As we neared the shop, Avi dismounted in a single movement, doing little to stir the two men at the shopfront, surrounded by their tea, hunched with all their attention directed to the chessboard between them. Between the time of Avi’s arrival and our catching up, I only noticed a single movement between the two – the gentleman on the right moving his rook across the board.

      Avi cleared her throat.

      Even that did little to call the attention of the two men, as they slowly turned towards the source of the sudden shadow cast over their chessboard, only to jump (as Makinah did) as they laid eyes on Avi’s striking silhouette, made grander as the sun shone blindingly behind her.

      “Good sirs,” she greeted them.

      Taking a moment to gather themselves, both men stood up quickly, straightening their robes and headgear, the gentleman on the left doing so just that much faster.
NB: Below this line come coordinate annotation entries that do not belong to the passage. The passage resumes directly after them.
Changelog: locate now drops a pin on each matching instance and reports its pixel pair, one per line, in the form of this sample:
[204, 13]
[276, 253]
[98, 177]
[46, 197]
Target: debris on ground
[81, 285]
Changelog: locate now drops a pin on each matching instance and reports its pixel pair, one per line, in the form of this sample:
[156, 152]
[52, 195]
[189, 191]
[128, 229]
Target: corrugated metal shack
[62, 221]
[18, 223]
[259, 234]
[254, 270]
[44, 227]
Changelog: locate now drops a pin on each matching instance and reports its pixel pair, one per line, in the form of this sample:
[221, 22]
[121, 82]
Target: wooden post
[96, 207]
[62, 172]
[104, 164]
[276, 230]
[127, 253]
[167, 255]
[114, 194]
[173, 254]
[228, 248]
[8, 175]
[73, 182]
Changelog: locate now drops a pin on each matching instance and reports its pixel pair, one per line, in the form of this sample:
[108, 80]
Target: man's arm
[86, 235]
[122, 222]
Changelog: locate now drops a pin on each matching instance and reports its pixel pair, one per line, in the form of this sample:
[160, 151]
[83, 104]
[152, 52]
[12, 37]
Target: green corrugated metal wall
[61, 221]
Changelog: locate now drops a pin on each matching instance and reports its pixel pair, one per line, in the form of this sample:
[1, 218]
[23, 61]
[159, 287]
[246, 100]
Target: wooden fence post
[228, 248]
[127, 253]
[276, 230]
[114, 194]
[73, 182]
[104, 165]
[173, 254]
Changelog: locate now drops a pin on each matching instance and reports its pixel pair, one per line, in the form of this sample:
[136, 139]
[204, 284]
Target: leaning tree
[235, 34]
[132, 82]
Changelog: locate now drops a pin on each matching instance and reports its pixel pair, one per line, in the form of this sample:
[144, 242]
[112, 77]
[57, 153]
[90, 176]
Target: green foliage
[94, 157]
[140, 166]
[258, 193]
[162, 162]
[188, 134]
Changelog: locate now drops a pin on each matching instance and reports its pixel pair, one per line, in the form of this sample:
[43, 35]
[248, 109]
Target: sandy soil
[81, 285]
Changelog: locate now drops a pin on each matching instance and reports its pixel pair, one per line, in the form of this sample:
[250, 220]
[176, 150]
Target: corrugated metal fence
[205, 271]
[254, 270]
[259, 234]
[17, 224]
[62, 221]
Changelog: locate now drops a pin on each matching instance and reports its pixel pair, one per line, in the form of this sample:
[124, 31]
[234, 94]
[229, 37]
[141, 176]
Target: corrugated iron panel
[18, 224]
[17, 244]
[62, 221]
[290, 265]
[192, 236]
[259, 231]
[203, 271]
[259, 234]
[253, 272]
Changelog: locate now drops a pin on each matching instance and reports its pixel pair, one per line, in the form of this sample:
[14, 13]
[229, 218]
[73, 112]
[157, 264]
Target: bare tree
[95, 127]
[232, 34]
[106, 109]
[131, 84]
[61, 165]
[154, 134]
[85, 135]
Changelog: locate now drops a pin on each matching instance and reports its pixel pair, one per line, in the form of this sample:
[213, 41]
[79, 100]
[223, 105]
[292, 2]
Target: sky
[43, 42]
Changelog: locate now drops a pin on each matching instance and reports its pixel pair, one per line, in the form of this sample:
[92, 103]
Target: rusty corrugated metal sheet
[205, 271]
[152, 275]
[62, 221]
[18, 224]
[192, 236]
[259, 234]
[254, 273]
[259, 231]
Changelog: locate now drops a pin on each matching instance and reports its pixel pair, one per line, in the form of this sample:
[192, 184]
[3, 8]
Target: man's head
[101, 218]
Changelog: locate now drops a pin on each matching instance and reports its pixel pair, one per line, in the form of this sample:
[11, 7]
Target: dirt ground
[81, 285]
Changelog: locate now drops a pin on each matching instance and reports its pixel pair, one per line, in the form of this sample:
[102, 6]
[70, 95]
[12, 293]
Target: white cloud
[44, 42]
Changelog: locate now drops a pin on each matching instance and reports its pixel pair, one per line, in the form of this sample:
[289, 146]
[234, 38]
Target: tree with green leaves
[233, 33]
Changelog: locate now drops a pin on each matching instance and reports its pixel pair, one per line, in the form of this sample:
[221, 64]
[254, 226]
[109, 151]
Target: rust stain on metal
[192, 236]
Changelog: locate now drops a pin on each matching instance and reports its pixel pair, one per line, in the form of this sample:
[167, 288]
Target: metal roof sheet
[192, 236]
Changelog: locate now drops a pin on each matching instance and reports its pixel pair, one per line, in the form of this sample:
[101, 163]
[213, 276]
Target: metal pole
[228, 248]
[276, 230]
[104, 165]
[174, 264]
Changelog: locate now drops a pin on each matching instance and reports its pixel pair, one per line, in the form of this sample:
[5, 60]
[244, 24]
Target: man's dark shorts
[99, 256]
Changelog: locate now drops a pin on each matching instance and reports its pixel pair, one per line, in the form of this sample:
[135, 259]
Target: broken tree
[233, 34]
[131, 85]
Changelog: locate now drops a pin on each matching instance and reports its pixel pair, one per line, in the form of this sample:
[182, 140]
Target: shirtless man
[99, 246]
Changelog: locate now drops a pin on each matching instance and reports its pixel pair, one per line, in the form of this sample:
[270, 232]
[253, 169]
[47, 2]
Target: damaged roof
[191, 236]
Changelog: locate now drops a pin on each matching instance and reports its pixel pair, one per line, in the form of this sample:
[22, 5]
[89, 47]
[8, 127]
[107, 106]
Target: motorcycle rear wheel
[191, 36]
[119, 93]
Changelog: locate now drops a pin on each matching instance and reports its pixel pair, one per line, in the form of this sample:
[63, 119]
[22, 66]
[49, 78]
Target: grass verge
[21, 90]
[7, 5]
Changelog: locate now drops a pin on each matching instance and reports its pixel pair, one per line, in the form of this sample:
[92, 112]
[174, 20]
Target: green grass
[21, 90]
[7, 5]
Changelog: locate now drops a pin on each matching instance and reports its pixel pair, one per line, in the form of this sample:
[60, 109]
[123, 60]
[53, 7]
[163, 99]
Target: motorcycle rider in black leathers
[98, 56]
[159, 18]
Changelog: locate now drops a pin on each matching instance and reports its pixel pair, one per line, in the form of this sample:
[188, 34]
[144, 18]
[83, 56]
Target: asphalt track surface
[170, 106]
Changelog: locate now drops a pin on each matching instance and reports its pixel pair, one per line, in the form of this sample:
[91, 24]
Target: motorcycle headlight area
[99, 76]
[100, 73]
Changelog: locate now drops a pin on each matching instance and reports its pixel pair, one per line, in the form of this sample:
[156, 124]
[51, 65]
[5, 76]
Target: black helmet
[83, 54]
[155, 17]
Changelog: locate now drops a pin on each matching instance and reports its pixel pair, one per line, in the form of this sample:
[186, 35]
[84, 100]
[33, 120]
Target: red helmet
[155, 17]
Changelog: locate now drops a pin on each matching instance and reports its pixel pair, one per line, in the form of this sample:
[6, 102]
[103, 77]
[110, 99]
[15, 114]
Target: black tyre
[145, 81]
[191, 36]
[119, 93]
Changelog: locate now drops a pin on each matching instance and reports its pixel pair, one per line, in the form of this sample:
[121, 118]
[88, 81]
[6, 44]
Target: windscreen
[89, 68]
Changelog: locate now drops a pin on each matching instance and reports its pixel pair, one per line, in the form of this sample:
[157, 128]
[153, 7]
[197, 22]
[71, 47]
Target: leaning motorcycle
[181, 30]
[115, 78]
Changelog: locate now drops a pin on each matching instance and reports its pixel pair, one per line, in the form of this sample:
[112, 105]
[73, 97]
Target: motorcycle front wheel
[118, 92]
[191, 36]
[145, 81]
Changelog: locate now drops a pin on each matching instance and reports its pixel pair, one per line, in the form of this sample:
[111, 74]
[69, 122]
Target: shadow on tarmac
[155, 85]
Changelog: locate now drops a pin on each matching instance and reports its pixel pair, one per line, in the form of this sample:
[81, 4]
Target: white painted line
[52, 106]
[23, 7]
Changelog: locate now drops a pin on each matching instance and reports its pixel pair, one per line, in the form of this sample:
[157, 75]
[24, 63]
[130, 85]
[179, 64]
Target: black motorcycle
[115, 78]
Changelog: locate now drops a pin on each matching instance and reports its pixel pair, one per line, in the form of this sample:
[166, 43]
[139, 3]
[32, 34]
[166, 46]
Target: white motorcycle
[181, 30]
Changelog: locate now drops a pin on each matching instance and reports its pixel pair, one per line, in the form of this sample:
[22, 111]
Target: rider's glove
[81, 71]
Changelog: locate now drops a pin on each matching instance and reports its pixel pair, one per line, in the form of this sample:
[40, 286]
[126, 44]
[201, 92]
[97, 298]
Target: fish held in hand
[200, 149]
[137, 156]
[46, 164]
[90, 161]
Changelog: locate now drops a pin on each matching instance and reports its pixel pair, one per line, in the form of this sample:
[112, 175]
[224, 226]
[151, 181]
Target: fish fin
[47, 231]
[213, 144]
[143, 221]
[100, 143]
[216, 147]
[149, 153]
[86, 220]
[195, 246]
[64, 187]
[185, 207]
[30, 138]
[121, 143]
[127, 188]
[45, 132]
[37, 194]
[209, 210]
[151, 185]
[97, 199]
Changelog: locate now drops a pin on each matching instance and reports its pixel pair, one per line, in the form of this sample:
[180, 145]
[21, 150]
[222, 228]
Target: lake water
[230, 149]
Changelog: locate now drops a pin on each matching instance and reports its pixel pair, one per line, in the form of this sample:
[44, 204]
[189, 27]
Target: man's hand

Bowing slightly at us, the left gentleman spoke first.

      “Esteemed ladies, and sir,” he nodded towards Jalil, “How may my humble shop assist you today?”

      Though the inner shop stood dark against the brighter shopfront, we could see various furnishings in various stages of completion and finishing, either standing or laid on its side on the floor, or stacked haphazardly on the shelves lining the walls.

      “Thank you,” Avi started, “We’ve come after hearing of this particular bakery up the hill – but there seems to be nothing going on this side of town. Do you happen to have any idea why?”

      “It’ll be good if they’re open,” Birdsong chimed in, “We heard they have great wares!”

      Left Gentleman’s attempted salesman grin faded and his fingers tightened their grip against each other. Hunching his shoulders, seemingly involuntarily, Left Gentlemen shifted his eyes over us and towards where Makinah pointed out her sister’s bakery is said to be. Then, turning back to us, he paused before he answered.

      “The lady and her husband,” he started, “They are not from around these parts, but they keep to themselves. The lady bakes very well too.”

      “Have you seen them over the last two days?” Avi continued.

      Both of them shook their head.

      “But to be honest,” Right Gentleman said, “Nothing good has happened since the arrival of that new Market.”


      Both gentlemen cast a glance at each other, as if trying to have a conversation between their eyebrows, before Right Gentleman turned back and pointed to what seemed to be like a hulking building in the background of the shophouses lining the upward slope.

      “That market moved in not long ago, but its aura is very…” he explained, “… sinister. Ever since it came, we have heard cases of people going missing in the night, or creatures coming to feed on the homeless and food left on the street.”


      Left Gentleman gestured across the roads – clean, bright, with hardly a speck of trash along the walkways, compared to their counterparts in the city, where one almost always had the risk of stepping into fetid water or slip on a piece of trash in the hustle and bustle of activity.

      “It’s out of necessity,” Left Gentleman said, “When the last man went missing, we started clearing the streets so that those creatures have nothing to scavenge in the middle of the night.” He shifted his attention to the rest of the shops, “And closing early.”

      “Someone went missing lately?” Avi asked.

      “Not the baker, or at least it wasn’t announced to be her or her husband,” Left Gentleman explained, “It was a beggar – the one with the many body sores. No one wanted to go near him, maybe except the baker.”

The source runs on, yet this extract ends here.